Maybe it was Torin. Maybe he made me wonder what my life would have been like without Dylan.
The door opened, and I greeted Dylan with a smile, hoping his mood was better than this morning.
It was.
“You can stop cooking because we’re going out! We’re celebrating!” Dylan said with a big smile.
I didn’t dare tell him that it was a waste to stop cooking now. He was so excited, and I didn’t want to ruin his mood.
“What are we celebrating?” I asked, walking towards him to give him a kiss.
He picked me up and spun me around. I squealed, surprised by his action.
“I got a promotion, Lyn! Apparently I made a good impression on Mr. Vilkas.” Dylan said as he put me down.
“I’m so proud of you.” I said with a big smile.
“Yeah, and the best part… they’re sending me to Hawaii of all places.” He said excitedly.
“Wow….” Hawaii? How long? Are we moving there? How soon?
Could this be my way out? Do I want out?
There were so many questions in my head, but I knew I had to be careful when asking them.
“Don’t act so enthusiastic…” Dylan sneered at me as he shook his head in disappointment.
I quickly shook my head, “no, no, I just, um, when? How long? Just you, or?”
Dylan sighed, “you’re seriously going to ruin my good mood right now. Why all the damn questions? Are you not happy for me? For us?”

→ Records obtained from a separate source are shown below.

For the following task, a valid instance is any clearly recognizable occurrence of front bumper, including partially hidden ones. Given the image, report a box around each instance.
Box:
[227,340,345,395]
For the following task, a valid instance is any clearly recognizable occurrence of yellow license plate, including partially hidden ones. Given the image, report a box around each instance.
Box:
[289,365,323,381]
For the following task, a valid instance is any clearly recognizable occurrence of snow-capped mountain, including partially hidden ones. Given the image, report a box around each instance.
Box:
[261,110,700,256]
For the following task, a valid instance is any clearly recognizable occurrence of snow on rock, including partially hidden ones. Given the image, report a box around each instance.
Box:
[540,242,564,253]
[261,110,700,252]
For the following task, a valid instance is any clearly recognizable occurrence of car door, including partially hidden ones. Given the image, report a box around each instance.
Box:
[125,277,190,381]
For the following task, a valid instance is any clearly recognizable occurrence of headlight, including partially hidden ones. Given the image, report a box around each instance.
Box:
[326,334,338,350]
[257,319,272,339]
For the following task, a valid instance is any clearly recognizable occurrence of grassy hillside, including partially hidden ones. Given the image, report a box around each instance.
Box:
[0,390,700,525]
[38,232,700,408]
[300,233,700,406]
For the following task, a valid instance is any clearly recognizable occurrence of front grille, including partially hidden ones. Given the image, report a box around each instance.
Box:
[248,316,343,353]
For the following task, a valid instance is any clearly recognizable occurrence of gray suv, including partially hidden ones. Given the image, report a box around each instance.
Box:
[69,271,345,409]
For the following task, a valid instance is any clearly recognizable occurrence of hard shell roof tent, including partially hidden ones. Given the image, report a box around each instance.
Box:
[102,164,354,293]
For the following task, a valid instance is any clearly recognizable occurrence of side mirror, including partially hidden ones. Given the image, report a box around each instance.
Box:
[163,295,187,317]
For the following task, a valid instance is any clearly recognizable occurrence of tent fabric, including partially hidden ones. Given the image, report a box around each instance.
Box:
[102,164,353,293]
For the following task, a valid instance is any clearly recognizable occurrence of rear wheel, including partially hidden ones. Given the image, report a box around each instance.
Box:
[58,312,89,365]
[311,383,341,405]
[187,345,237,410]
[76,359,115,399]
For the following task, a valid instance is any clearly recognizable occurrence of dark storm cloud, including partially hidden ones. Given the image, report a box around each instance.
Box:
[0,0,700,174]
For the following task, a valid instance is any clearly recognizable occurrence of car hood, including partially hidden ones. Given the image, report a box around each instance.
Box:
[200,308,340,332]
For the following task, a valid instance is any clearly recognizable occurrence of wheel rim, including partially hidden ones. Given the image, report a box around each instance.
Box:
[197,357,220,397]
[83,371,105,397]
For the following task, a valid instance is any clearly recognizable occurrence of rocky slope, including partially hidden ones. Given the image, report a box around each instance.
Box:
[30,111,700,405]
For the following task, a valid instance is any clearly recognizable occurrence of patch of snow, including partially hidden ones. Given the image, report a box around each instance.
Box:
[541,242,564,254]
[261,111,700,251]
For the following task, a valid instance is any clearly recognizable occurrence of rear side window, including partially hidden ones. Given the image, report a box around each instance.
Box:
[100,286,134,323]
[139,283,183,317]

“No! I just, um, I meant, will I join you? I just wanted to know so I can prepare. I, um, never mind. Just, I’m really happy for you.” Shit. Please, don’t get angry.
“It will be for a few weeks, and I’ll be working too hard for you to join me there.” Dylan explained, “the world doesn’t revolve around you, you know. You can just be happy for me instead of making it about you.”
I bit my lip nervously. “I’m sorry, Dylan. I didn’t mean it like that.”
He scoffed, “I don't give a fuck how you meant it. You know what?” He spoke as he grabbed his keys and phone from the hallway table. “I’m not really in the mood to celebrate with you. I’m going out.”
He slammed the door behind me, and I tried to keep myself from crying. But when I smelled something burning, I couldn’t hold back my tears.
I must have forgotten to turn off the stove. There goes my dinner.
Of course I ruined my dinner. I can’t seem to do anything right.